Aşırılıkçıların da aşırıkçıları
Dagens Nyheter, Moskova’daki saldırının IŞİD Horasan örgütünün köktencilik düzeyini gözler önüne serdiğini yazıyor:
“IŞİD-H, bir açıklamasında Moskova’daki eylemi ‘İslam’la mücadele eden ülkelere karşı sürdürdükleri savaşın’ bir parçası olarak nitelendirdi. İslamcıların yorumuna göre, bu genelde ‘İslam’ın ne olduğuna dair kendi tanımlarını kabul etmeyen herkes’ gibi çok geniş bir grubu kapsıyor. Hedefleri arasında ise son derece dindar Müslüman, hatta IŞİD savaşçıları gibi Sünni olmalarına rağmen aşırılıkçıların gözüne yine de yeterince inançlı gelmeyen pek çok insan bulunuyor.”

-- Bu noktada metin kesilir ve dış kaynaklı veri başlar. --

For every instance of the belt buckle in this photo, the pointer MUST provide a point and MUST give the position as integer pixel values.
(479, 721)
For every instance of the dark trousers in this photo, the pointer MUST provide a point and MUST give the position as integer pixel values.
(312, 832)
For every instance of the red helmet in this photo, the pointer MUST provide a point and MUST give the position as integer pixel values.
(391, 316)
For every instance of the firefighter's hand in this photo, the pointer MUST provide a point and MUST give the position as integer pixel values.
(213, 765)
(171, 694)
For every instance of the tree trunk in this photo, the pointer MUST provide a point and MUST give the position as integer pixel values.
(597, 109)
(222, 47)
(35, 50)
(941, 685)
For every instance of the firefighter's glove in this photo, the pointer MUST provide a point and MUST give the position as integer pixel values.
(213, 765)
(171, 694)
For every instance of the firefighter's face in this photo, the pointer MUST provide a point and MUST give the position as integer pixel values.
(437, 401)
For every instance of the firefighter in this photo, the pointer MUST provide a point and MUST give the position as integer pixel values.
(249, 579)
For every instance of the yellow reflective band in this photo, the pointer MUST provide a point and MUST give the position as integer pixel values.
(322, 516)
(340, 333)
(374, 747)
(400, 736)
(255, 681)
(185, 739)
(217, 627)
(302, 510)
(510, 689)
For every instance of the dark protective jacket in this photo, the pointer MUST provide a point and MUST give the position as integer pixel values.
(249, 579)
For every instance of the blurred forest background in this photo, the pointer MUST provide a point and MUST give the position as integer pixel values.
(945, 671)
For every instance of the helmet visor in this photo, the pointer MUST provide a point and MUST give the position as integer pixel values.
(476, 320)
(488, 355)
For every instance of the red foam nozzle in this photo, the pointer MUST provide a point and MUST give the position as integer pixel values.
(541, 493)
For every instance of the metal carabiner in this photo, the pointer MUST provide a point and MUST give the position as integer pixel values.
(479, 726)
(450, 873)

Müslümanlar hep olağan şüpheli
Muhafazakâr ve İslamcı Star gazetesi köşe yazarı Selahaddin Çakırgil, 11 Eylül'den bu yana ne zaman bir terör saldırısı gerçekleşse önce Müslümanların zan altında bırakıldığı görüşünde:
“Ne zaman toplu bir cinayet işlenirse, 'İnşallah, saldırganlar arasından Müslüman ismi taşıyan birileri çıkmaz...' diyenlerden birisi de bu satırların sahibidir. ... Moskova'da bir konser salonuna yapılan saldırıyla ilgili haber ulaşınca, içimden, yine aynı temenni geçti. ... 11 Eylül 2001'de ... dünya çapında bir 'İslamofobia (İslam korkusu)' tufanı oluşmuştu. ... Özellikle, o zamandan beri nerede bir bomba patlasa, nerede bir kanlı saldırı gerçekleşe, medya organlarında ilk akla getirilenler, 'farazi Müslüman eylemciler' oluyor.”